Death Without Notice: Marine Mammals and Aquaculture
A press release from the Living Oceans Society offers video and photographic evidence of three species of marine mammals killed in anti-predator nets at a salmon farm in British Columbia. The salmon farm apparently is only required to report dead marine mammals that they shoot themselves, and they further disputed that there ever was a Steller’s sea lion that died in their nets. Living Oceans notes that the video evidence demonstrates that even self-report would be unreliable from these sources.
This is a problem. Management of protected marine species depends upon good information concerning losses in populations, so having unreliable data or incomplete data is in some ways worse than no data at all. At least with no data there is no temptation to rely upon a non-existent number as if it had some meaning for your analysis. Famously, the International Whaling Commission (IWC) accepted as true the log books from Soviet whaling factory ships, when after the Soviet government collapsed it was revealed that the ships kept two sets of log books, one for the IWC showing them taking whales in approved waters and numbers of the correct gender, and the actual log books that reported that the ships were really whaling in waters where whales calved and taking whatever animals came in range.
We know what worked for the US tuna industry, which was the addition of a NMFS observer to crews on tuna ships as an independent check on the veracity of reports concerning bycatch. It also resulted in a chunk of the US tuna industry moving its registration to foreign countries to evade that requirement. (Although the primary reason for the registry shift wasn’t the fact of observers being placed on ships per se, but rather that the NMFS observer pool included females, and the tuna ship crews weren’t having any of that.)
Pretty much any change that really makes a difference to the reporting of marine mammal bycatch in aquaculture — and its reduction — is going to make aquaculture more expensive. The Living Oceans Society is pushing for self-contained aquaculture facilities that will eliminate any interaction with marine mammals. It is obviously easier and cheaper to produce aquaculture when you simply net off an existing chunk of ocean and don’t have any sort of water system of your own to deal with. But at a minimum, government bodies charged with the oversight of marine mammal populations need to take action to assure that they are getting good information about interactions with aquaculture.
Please provide me with info on any proved closed-containment systems that you know about.
Thanks
Janet
The NRCC cephalopod facility at UTMB would be one that I know about, with its water system designed by John Whitson, one of my fellow graduate students when I was at Texas A&M University.
There are shrimp aquaculture facilities in West Texas that are using remnant Permian ocean water tapped from wells.

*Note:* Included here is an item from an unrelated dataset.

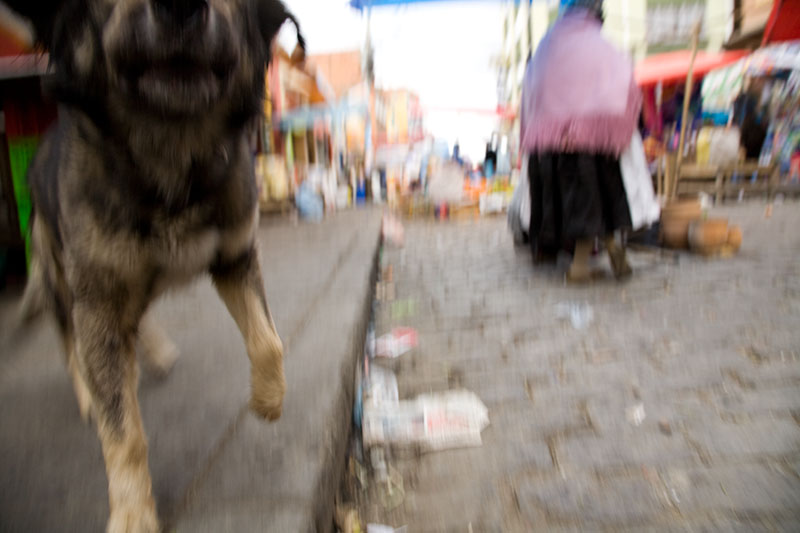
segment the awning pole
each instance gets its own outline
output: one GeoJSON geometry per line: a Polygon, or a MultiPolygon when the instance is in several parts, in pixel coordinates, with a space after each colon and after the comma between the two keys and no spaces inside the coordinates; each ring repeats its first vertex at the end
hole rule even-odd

That about exhausts what I know about such approaches personally. Like I said, that sort of thing probably costs much more than netting off some convenient chunk of ocean. It may well be impractical for large-scale aquaculture to be economically competitive using closed containment currently. Without good information on the impact that cheaper aquaculture is having, though, we cannot know whether current methods are having an unappreciated high collateral cost.